Taoiseach urged to support Boston LGBT group
MassEquality calls on Kenny to make statement on their campaign to march with banners
Taoiseach Enda Kenny meeting US president Barack Obama in the Oval Office of the White House yesterday. Photograph: Getty
A US gay rights group has urged Taoiseach Enda Kenny to make a public statement during his visit to Boston tomorrow supporting their campaign to march openly with gay pride banners and colours in the city’s St Patrick’s Day parade.
MassEquality, the Boston advocacy group for lesbian, gay, bisexual and transsexual people, said that comments by Mr Kenny supporting their campaign to end the long-time exclusion of LGBT groups from marching in the South Boston parade with gay pride signs and banners would help their campaign.
The group said that his statement would also help local political leaders who have publicly supported the LGBT community in their right to march as openly gay participants in tomorrow’s march, the second-largest Paddy’s Day parade in the United States.
“A strong statement of support from the Prime Minister would not only help the LGBT community but help our allies in politics who have supported us during the process,” said Kara Coredini, executive director of MassEquality, which has been fighting for gay rights for a decade.

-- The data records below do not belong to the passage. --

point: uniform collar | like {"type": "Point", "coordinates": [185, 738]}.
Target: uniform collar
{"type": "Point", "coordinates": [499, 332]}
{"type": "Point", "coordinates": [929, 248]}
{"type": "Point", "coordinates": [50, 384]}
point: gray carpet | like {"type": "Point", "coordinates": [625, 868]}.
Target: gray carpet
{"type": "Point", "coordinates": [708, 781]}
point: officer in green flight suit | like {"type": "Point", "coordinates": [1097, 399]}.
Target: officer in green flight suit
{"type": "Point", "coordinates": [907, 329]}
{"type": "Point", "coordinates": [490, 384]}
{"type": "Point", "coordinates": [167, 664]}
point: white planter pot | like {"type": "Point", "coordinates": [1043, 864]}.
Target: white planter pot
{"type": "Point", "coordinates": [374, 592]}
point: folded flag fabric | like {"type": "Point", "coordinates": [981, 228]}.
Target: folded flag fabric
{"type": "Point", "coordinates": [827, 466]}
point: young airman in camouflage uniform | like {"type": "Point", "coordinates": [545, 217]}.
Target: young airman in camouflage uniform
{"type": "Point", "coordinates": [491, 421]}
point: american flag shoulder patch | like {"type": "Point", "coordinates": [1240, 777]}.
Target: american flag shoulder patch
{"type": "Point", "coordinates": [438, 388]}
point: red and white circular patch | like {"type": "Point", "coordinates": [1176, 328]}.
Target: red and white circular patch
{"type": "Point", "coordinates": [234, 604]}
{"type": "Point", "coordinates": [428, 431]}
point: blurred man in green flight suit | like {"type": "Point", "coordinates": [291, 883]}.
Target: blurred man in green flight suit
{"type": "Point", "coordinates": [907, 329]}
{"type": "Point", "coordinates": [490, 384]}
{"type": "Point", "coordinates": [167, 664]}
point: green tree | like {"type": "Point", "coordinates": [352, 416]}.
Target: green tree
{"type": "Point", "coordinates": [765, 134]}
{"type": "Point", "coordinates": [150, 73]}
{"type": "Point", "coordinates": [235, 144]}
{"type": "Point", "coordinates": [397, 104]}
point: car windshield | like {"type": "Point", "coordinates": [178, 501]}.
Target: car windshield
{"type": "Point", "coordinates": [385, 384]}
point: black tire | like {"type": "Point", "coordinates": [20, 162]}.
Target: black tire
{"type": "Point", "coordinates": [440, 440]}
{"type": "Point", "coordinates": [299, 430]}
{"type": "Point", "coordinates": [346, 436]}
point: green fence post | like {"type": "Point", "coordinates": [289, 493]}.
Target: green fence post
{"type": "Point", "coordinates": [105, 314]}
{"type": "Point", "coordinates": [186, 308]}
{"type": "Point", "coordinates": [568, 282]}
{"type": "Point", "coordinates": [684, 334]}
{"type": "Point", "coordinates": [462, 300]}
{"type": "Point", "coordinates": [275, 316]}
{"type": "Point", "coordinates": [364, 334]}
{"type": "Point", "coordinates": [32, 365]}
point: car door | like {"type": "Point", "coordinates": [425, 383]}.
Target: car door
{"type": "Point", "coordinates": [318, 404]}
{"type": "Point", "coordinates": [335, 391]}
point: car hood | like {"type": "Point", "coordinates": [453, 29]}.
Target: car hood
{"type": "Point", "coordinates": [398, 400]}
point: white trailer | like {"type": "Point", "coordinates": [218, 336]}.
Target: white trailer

Negotiations to allow LGBT participants to march in the South Boston parade, brokered by recently elected Boston mayor Marty Walsh, appeared to have failed.
Mr Walsh, the son of Connemara immigrants, had hoped to devise a compromise agreement that would let members of MassEquality, including LGBT war veterans, march behind a banner displaying just the name of their organisation.
The mayor was still hopeful yesterday an eleventh-hour compromise could be reached to allow members of the LGBT community to participate in the parade.
“I am going to make one more pitch at it and we’ll see what happens,” Mr Walsh said after a news conference yesterday.
MassEquality said a compromise deal supposedly offered by organisers earlier this month was subsequently revoked, even though the terms of that agreement were unacceptable to the group.
“We already rejected the conditions and we will not be marching,” said Ms Coredini.
Mr Kenny, who will meet Mr Walsh tomorrow, has already been drawn into the controversy over the exclusion of openly LGBT groups in Fifth Avenue parade in New York City on Monday.
The Taoiseach has said that he is “happy” to march in Manhattan parade because it is “about our Irishness, not sexuality”.
New York City mayor Bill de Blasio, whom the Taoiseach will meet on Monday, has said he will not participate in the Manhattan parade while gay groups are excluded.